Ownership of any goods supplied by Nebulite North to the Buyer shall remain vested in Nebulite North until paid for in full. The buyer (or its contractor) may install the goods only to a temporary and Incomplete extent and so as to allow removal without any damage to the Installation Premises.

The Buyer acknowledges and agrees that Nebulite North may register a Financing Statement in respect of its purchase money security interest under the Personal Property Securities Act.

 

RISK

Until all amounts owing by the Buyer or any of the Buyer's related Companies (as defined in the Companies Act 1993) the Nebulite North have been paid (and all cheques cleared).

  1. Immediately supply has occurred, risk of any loss, damage or deterioration of our the the goods supplied shall pass to the Buyer.

  2. In no case will Nebulite North be liable for any amount beyond the invoice value of the goods provided by Nebulite North and actually paid for by the Buyer.

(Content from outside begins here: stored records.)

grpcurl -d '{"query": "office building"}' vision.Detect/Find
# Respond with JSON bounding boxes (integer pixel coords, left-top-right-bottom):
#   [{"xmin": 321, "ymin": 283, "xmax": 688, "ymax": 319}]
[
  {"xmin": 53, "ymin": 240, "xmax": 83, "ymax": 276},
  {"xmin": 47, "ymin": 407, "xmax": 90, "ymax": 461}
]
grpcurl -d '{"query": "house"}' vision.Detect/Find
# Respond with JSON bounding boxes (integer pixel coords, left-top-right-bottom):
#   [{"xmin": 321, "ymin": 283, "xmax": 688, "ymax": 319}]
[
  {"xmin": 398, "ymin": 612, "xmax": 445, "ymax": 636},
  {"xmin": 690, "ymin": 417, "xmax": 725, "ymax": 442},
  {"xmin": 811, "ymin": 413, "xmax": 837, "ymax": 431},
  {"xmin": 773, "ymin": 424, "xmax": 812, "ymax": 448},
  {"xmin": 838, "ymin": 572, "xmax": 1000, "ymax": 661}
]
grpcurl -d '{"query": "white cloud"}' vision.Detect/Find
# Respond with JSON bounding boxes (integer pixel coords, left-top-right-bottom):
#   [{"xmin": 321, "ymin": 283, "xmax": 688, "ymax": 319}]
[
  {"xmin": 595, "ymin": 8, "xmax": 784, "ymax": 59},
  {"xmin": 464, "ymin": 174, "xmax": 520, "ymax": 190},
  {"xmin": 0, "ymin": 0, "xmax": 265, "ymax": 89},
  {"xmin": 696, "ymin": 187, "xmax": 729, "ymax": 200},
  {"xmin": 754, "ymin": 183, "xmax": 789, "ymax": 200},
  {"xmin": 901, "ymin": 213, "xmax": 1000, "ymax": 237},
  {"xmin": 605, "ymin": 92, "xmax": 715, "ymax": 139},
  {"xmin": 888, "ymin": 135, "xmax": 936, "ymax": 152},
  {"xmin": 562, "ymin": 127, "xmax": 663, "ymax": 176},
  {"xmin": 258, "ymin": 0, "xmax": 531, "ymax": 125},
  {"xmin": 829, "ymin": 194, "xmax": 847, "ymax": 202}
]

  3. In no case will Nebulite North be liable for consequential, indirect, or special damages of any type.

DEFAULT

In the event that the Buyer defaults in the payment of any sum due to Nebulite North, Nebulite North and/or its agents shall have the right to enter onto the premises upon which the Buyer has authorised the placement of the items supplied by Nebulite North to recover possession of such items and take any other such action as it deems necessary. Nebulite North shall not be responsible for any loss or damage occasioned by re­ taking possession, and from the time of re-taking possession Nebulite North, may deal with such items in any manner it thinks fit. The Buyer warrants that Nebulite North may enter the Installation Premises at any time for the purpose of removing the goods and the Buyer indemnifies Nebulite North against all liabilities, expenses and costs (including solicitor/client costs) arising from such entry. Re-taking possession of all or any items will not remove the obligation on the Buyer to meet payment of the sum then due to Nebulite North and all sums to be paid for the goods or services agreed to be provided.

CREDIT INFORMATION

The Buyer/s authorise Nebulite North to make such inquiries of third parties and give them and receive from them such information as may be necessary to determine the credit worthiness of the Buyer/s.

DELIVERY

Where Nebulite North will make every effort to meet delivery times It will not be held responsible through not being able to achieve delivery dates. All estimates are based on reasonable site access being available and any extra craneage or handling that has not been specifically stated will be a charge to the Buyer. Where material shortages cause delays In deliveries Nebulite North will not be held responsible. The risk of any loss or damage to, or deterioration of goods due to any cause what-so­ ever shall be borne by the Buyer from when they were deemed to be delivered.

ACCEPTANCE

The Buyer agrees to be bound by these terms and conditions and In the case of the Company the signatories acknowledge that they personally guarantee the payment of the Company trading account and all amounts due to Nebulite North.